The look of confusion and resentment that twisted Clint’s face was worth all the diamonds she’d prevented him from stealing. Even more priceless was the smile Andre gave her. A smile that stopped her shaking and helped thaw the icy fist that gripped her. No one had ever looked at her that way before, not even Micah. More than grateful or thankful. Proud. Loving. As if her treacherous, bloody, deceitful life was actually worth something.
That smile was everything.
Clint considered. “Only if you wear the vest.” He handed the vest to Andre and nudged him forward. “Take it to her. She puts it on, you’re free to go. Any funny business, and I blow you both up.”

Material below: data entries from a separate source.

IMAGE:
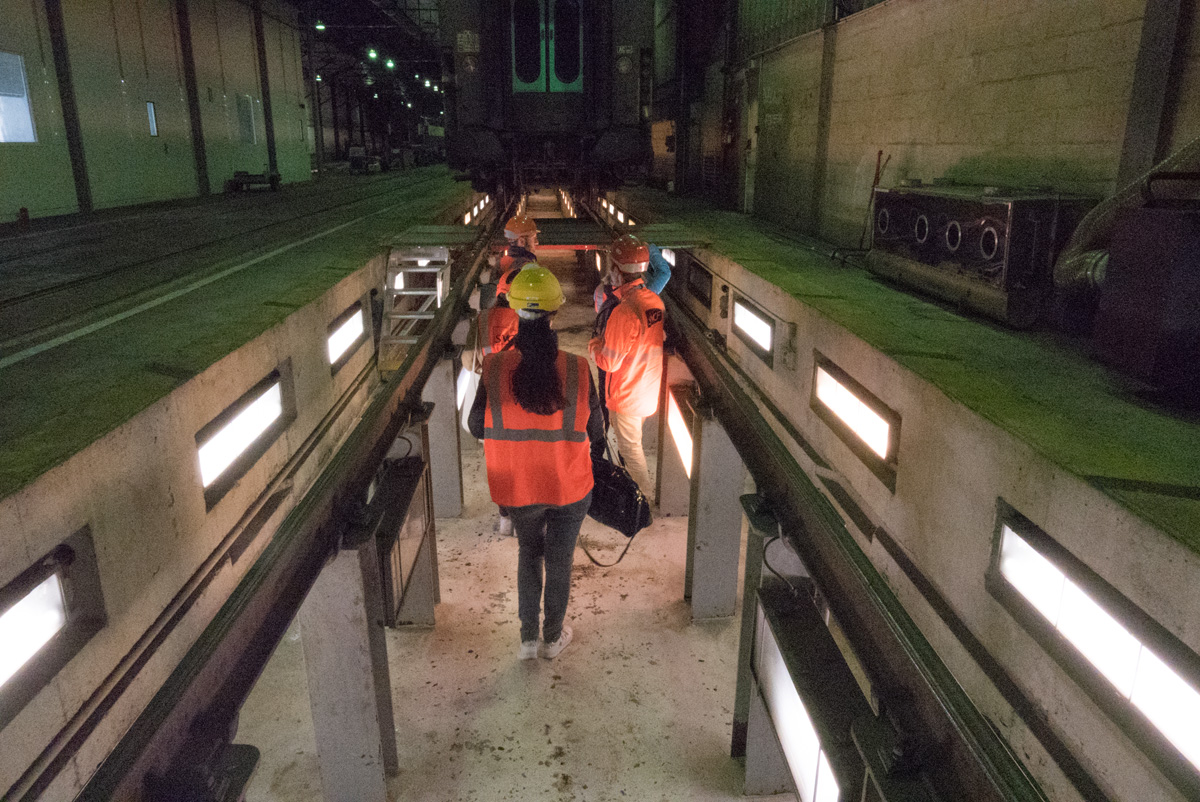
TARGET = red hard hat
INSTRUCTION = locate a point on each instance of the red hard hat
(520, 226)
(630, 253)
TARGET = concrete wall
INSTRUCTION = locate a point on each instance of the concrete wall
(35, 175)
(139, 490)
(954, 465)
(1020, 93)
(126, 54)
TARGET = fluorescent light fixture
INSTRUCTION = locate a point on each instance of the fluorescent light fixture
(1168, 700)
(864, 422)
(793, 725)
(345, 336)
(753, 324)
(679, 432)
(237, 436)
(29, 624)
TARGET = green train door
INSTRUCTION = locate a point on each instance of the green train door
(547, 46)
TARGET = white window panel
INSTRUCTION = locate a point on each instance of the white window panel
(1099, 638)
(29, 624)
(220, 450)
(753, 324)
(1035, 576)
(864, 422)
(1170, 702)
(345, 336)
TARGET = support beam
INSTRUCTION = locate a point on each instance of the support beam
(264, 83)
(762, 526)
(714, 524)
(348, 682)
(67, 100)
(444, 456)
(1152, 78)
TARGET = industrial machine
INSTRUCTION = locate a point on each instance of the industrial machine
(1147, 322)
(987, 249)
(547, 91)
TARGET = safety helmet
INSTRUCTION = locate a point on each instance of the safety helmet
(519, 226)
(535, 289)
(630, 253)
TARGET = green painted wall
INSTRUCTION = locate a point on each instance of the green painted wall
(124, 55)
(36, 175)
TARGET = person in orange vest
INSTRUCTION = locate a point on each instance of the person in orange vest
(538, 413)
(492, 331)
(629, 349)
(521, 233)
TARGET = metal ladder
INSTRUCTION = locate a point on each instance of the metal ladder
(418, 279)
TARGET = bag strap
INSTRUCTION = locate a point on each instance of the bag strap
(597, 562)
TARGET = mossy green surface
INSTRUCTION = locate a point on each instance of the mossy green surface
(1069, 408)
(55, 404)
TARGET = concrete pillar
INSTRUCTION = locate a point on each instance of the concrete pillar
(762, 527)
(348, 683)
(714, 524)
(672, 486)
(767, 770)
(444, 459)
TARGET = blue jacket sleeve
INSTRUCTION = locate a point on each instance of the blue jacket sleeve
(658, 274)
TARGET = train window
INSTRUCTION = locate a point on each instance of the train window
(528, 52)
(567, 39)
(16, 119)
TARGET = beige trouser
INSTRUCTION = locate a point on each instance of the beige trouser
(629, 444)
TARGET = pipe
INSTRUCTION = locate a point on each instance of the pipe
(1083, 263)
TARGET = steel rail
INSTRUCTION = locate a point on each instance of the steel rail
(972, 759)
(197, 706)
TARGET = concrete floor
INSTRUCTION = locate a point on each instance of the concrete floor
(639, 707)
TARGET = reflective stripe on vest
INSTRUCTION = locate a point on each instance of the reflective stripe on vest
(535, 459)
(568, 431)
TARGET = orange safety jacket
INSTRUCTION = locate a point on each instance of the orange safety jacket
(495, 331)
(537, 459)
(630, 351)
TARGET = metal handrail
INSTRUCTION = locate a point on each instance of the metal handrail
(197, 706)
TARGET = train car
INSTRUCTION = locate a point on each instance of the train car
(547, 91)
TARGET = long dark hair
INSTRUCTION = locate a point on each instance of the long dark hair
(537, 385)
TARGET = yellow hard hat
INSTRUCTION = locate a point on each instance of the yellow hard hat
(535, 289)
(520, 225)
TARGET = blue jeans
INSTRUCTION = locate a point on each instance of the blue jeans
(546, 537)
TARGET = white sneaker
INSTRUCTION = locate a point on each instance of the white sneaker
(551, 650)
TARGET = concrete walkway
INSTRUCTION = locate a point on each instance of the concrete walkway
(639, 707)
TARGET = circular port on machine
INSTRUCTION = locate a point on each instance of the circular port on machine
(953, 235)
(921, 229)
(989, 243)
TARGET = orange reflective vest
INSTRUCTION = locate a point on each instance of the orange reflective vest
(495, 331)
(630, 351)
(537, 459)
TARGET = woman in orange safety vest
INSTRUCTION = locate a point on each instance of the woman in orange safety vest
(539, 417)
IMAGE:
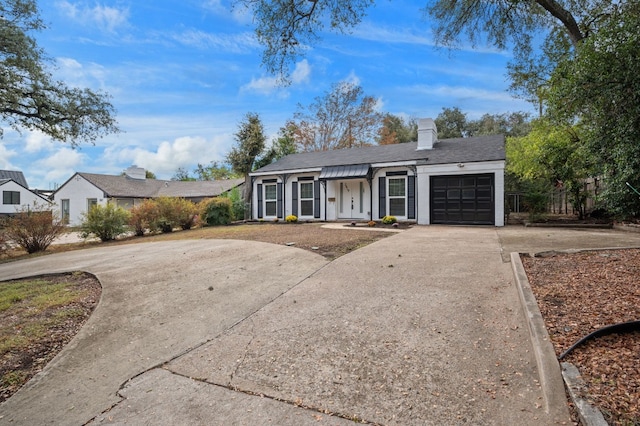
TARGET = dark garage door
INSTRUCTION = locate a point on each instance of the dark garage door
(462, 199)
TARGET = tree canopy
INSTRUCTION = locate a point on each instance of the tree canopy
(343, 118)
(30, 98)
(395, 129)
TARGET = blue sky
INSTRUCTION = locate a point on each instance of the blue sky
(182, 76)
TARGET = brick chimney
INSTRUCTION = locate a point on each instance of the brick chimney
(427, 133)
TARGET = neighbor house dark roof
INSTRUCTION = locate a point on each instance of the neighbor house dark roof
(446, 151)
(126, 187)
(14, 175)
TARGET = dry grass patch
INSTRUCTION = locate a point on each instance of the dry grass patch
(38, 316)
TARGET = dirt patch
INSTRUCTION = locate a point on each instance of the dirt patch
(580, 293)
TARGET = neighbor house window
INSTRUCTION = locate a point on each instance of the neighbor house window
(10, 197)
(306, 199)
(397, 196)
(270, 199)
(64, 210)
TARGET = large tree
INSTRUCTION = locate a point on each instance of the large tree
(600, 85)
(343, 118)
(555, 155)
(250, 143)
(30, 98)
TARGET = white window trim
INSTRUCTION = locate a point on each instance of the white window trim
(301, 199)
(273, 200)
(395, 197)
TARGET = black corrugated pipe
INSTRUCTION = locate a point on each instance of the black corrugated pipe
(622, 327)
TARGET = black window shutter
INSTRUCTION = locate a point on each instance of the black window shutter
(382, 199)
(316, 199)
(260, 206)
(294, 198)
(279, 200)
(411, 201)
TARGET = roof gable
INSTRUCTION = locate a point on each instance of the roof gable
(458, 150)
(126, 187)
(14, 175)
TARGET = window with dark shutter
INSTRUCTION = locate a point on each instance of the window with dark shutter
(382, 197)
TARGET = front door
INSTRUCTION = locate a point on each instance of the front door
(352, 197)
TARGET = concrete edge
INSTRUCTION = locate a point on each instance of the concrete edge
(551, 382)
(589, 415)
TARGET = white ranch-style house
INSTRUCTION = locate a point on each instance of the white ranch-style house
(431, 181)
(16, 195)
(83, 190)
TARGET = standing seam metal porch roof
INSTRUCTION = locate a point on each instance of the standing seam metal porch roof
(345, 172)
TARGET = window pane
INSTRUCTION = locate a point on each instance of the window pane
(270, 192)
(10, 197)
(306, 208)
(396, 187)
(306, 190)
(270, 208)
(396, 207)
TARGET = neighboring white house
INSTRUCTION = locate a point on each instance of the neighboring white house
(431, 181)
(16, 195)
(83, 190)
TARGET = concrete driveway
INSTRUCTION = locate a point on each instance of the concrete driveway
(423, 327)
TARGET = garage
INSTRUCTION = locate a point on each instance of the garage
(462, 199)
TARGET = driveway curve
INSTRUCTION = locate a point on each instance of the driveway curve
(159, 300)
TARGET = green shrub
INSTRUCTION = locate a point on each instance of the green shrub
(105, 222)
(536, 198)
(185, 213)
(217, 211)
(388, 220)
(237, 204)
(144, 216)
(33, 228)
(168, 208)
(291, 218)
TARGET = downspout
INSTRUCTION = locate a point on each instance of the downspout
(370, 180)
(324, 185)
(285, 178)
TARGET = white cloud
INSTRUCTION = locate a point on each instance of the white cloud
(5, 156)
(185, 151)
(104, 17)
(352, 78)
(60, 166)
(235, 43)
(268, 84)
(37, 141)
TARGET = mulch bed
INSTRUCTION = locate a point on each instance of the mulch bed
(579, 293)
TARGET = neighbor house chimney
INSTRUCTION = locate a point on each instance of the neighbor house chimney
(135, 172)
(427, 133)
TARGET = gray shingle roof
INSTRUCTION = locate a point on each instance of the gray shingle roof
(15, 175)
(125, 187)
(446, 151)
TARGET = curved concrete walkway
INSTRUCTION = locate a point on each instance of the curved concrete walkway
(423, 327)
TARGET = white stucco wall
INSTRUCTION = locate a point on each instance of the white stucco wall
(27, 198)
(78, 191)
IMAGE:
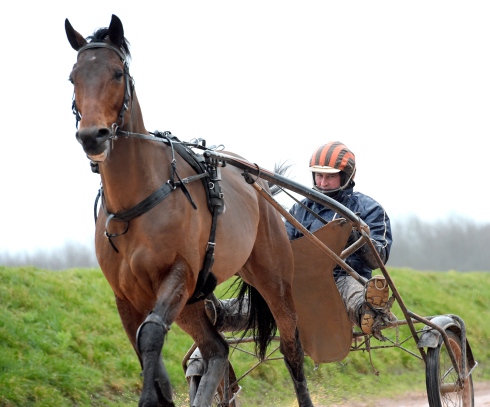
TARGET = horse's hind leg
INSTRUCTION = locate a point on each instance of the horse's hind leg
(277, 281)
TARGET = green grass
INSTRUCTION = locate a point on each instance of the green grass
(62, 344)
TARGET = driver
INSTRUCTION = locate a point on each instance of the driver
(333, 168)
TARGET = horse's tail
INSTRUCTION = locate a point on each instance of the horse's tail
(280, 168)
(260, 322)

Andre slowly walked toward her, his expression turning thoughtful as he measured his steps. She knew what he was thinking: how far would Clint’s detonator reach? Could they dump the vest and run fast enough to escape the explosion? Maybe if he threw it over the side into the courtyard below…his gaze angled that way and a frown filled his face. Too many people, including Jenna.
In the end, he stopped halfway between them and slid the vest on, snapping the padlock that secured it shut.
“Andre, no!” Vest or no vest, she rushed to him.
“Only way.” His voice was low, for her ears alone. “Tell Jenna—”
“She knows.” Lock picks, she needed lock picks. Damn it. She’d lost her barrettes, her sunglasses, anything useful. “Why—”
“You know why. I’m sorry no one’s told you before now. It shouldn’t be this way. You deserve better, Morgan.”
She blinked hard against tears. She didn’t cry, she reminded herself. She never cried. “I don’t understand.”
He was backing away, almost to Clint. “Because you’re family. And you’re worth it.” Clint grabbed him by the arm. “Never forget that, Morgan Ames.”
Clint pulled him to the stairs. Morgan reached for her gun, but who was she going to shoot? Not Clint or he’d use the dead man’s switch to kill them all.
Andre? It would be the humane thing to do, spare him whatever Clint had planned. She squeezed one eye shut, trying to lock in her aim, but her hand was trembling. Once again, she lowered the weapon in defeat. God help her, she couldn’t do it. She couldn’t take the shot.
They vanished down the stairs, and the world returned in a rush of noise so furious she staggered against the railing, fighting to remain upright. She watched Clint push Andre before him toward the exit.